Course Schedule
Lehrveranstaltungen
Translating literature, translating culture (Seminar)
Dozent/in: Emer O'Sullivan
Termin:
wöchentlich | Dienstag | 14:15 - 15:45 | 16.10.2023 - 02.02.2024 | C 5.310 Seminarraum
Inhalt: The act of translation is regarded as being at the centre of most acts of cultural transfer, and the study of translation – especially literary translation – has developed in many countries since the 1970s to become a separate and specialised field of research.
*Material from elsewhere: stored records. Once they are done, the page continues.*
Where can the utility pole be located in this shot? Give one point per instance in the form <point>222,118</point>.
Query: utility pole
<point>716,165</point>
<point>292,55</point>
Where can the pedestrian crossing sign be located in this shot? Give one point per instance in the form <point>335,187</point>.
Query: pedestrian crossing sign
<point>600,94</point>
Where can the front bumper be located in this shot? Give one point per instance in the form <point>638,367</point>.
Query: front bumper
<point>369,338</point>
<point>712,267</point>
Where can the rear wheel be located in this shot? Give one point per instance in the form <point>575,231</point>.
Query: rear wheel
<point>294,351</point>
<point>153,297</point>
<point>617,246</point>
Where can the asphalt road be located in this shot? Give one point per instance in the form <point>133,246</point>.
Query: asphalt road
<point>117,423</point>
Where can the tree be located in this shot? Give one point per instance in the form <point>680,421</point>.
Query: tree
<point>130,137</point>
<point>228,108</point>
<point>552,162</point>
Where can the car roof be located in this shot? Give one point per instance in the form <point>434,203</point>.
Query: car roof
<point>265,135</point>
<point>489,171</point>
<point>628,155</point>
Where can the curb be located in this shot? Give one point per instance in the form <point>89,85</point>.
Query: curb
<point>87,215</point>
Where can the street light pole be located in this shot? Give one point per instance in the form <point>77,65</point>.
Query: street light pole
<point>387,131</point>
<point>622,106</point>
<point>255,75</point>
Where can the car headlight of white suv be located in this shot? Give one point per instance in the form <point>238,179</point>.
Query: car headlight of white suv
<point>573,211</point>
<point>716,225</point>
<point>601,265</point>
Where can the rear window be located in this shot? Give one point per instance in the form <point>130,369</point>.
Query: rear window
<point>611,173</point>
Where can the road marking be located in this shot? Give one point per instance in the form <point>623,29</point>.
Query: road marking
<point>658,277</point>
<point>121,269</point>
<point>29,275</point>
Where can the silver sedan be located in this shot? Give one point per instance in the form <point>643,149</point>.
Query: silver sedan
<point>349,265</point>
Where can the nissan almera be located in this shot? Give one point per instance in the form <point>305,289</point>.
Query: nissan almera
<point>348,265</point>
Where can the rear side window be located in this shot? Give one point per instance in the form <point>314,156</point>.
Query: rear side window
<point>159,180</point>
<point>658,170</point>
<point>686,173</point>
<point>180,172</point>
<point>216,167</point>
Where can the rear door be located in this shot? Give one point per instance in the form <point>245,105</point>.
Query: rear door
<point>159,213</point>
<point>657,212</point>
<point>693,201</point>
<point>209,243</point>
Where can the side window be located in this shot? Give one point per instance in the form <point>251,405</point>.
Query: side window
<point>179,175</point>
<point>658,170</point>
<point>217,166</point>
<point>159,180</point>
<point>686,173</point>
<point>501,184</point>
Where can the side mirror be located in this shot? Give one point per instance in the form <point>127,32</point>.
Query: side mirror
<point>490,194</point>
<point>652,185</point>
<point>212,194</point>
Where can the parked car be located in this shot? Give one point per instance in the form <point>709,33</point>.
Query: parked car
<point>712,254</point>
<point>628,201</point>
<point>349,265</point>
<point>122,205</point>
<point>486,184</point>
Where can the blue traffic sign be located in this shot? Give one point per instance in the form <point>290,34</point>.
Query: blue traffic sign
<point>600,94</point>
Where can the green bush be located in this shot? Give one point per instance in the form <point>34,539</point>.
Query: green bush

The idea of "cultural translation", introduced by Homi Bhaba in the 1990s to denote a set of discourses that enact hybridity by crossing cultural borders, with a focus on the intermediary positions of translators, can be understood as a process in which there is no source text and often no fixed target text. The focus is on cultural processes rather than products, on the movement of people rather than the movement of texts. The new, wider forms of translation studies draws, for instance, on ideas of translation from social anthropology, where it is the job of the ethnographer to describe the foreign culture, to notions from postcolonial theory on dominance and resistance. In this seminar, we will look at and analyse different examples of translated texts, and examine the theories and methodology of (text based) translation studies. We will move beyond the text to look at issues such as gender and translation, book translation as a cultural word system, identity and survival of minority cultures, or how language mediates experience across cultures with regard to travel. Most, but not all, of the translations we will be examining in the text-based part of the seminar will be from German into English or vice versa. Students who wish to give a presentation or write a term paper on translations from or into other languages are very welcome.